Dailies, Delays & Miscounts
Then there’s the ever-more mythical daily figures that do or don’t
include deaths outside hospital, inside care homes, in our homes and do
or don’t include those with or without but maybe suspected, coronavirus.
And how many tests have been done or are they ‘in the post’ and were
they done all on one person or each person or were the nasal and throat
swabs counted as one or two?
The ‘other’ Science And of course the absurd yet telling necessity for a group of wise scientists (
Independent SAGE)
to set up opposite an official government group (SAGE) because it’s the
only bloody hope for some unbiased, non-politicised facts.
The Face of It
Not forgetting the mockery of our caution by egotistical ‘leaders’ who
disregard the rules they set and refuse to ‘look silly’ in masks -
contrasted against the exhaustion on the mask-scarred faces of NHS
staff. And the dread on the faces of teachers asked, to keep the little
ones apart in a classroom usually packed like a sardine can… cause
‘austerity’. Forcing risks to be burdened by teachers, children and
their families… because the health of humans just doesn’t matter to
government/industry/capitalism - when an economy is sick.
Maybe
it’s that a cousin who’s a dear friend is gasping to breathe in a
hospital that can’t cope. Maybe it’s the death of those I know. Maybe
it’s because when my cousin was in ICU he was terrified but attended to
and now he’s on a ward, there isn’t the staff to cope in this hospital
at the heart of a community hard hit by COVID… but I can’t find my
positive right now. We get twice daily updates and his wife gets some
video calls but it’s all awful as it is for any. My cousin is a
paramedic. His wife and daughter are also paramedics – they had COVID
too but healed at home… although I ‘say’ all three had COVID, yet NONE
of them have tested positive.

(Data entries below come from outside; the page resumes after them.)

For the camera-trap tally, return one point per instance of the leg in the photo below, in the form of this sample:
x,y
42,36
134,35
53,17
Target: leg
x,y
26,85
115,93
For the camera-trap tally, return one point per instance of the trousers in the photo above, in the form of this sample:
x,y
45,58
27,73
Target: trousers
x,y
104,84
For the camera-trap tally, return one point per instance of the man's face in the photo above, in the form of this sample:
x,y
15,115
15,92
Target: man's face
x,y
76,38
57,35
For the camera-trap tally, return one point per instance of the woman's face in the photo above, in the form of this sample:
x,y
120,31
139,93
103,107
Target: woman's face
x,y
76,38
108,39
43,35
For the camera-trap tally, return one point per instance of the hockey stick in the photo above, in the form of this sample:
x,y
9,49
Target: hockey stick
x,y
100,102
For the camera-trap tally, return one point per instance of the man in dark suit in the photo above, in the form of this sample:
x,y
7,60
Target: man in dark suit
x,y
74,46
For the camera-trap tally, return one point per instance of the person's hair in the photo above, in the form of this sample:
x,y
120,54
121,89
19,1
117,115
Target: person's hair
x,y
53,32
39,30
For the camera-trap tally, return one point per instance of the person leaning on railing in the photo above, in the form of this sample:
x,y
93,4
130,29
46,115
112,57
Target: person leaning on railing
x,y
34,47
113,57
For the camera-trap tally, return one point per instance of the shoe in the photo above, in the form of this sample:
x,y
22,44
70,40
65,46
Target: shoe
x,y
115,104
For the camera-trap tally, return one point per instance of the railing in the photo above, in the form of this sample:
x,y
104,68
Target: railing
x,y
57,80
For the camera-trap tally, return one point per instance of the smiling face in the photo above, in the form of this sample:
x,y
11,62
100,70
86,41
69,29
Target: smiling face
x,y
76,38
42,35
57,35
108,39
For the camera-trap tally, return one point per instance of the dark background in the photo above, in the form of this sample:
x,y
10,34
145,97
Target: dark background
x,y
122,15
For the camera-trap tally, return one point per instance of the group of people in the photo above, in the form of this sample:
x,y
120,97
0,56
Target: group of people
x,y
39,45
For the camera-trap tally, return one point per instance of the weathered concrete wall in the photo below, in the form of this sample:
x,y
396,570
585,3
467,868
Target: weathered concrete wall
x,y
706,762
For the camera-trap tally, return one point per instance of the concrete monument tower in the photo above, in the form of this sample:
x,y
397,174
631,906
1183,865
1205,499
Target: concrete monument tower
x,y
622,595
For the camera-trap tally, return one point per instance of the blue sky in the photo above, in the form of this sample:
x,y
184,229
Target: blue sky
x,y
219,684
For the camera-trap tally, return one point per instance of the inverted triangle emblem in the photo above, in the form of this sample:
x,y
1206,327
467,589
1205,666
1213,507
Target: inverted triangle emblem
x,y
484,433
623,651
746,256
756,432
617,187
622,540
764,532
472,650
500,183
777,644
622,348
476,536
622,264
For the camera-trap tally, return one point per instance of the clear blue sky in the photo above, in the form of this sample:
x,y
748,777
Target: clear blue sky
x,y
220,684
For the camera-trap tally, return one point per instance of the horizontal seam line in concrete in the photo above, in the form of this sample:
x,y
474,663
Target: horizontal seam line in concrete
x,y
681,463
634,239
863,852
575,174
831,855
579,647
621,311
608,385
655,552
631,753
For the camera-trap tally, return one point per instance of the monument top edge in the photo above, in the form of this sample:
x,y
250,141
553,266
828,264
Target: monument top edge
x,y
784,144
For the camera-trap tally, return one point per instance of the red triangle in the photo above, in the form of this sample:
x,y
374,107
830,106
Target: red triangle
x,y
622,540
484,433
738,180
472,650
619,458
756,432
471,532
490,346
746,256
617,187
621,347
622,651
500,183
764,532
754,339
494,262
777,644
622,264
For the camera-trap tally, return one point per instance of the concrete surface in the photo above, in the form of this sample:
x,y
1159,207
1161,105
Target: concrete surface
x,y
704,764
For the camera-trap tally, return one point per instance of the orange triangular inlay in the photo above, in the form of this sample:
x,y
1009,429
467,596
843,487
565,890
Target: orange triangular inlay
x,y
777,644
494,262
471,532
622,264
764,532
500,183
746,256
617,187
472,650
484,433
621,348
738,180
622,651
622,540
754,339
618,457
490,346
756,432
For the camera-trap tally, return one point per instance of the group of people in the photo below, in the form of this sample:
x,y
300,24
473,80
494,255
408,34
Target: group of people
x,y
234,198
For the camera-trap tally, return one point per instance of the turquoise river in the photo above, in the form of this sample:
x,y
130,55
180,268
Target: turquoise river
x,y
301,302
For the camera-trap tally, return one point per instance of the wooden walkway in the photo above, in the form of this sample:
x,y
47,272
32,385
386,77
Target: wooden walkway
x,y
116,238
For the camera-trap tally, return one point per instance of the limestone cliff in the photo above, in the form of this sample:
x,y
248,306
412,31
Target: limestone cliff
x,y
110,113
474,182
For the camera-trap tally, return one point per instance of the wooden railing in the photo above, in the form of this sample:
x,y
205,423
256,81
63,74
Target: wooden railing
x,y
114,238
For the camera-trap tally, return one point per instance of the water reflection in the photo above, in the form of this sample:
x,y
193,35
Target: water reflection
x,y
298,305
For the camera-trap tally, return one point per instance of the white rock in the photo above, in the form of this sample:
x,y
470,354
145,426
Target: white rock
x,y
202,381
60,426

Back to those dodgy-Del-Boy-Tests I
suppose. (My cousin is even on a test drug FOR dealing with COVID - but
still not positively confirmed - how crazy is that?)
I know when
the deaths of frontline workers started to be seen and talked about,
that the dark started to come. The realisation that this government with
all its faults – really wasn’t going to pull itself together for the
one thing that might have been a chance of redemption in some way. A
chance to work across party politics and say:
“NOTHING is too good for those working to keep us going – get PPE and get the good stuff”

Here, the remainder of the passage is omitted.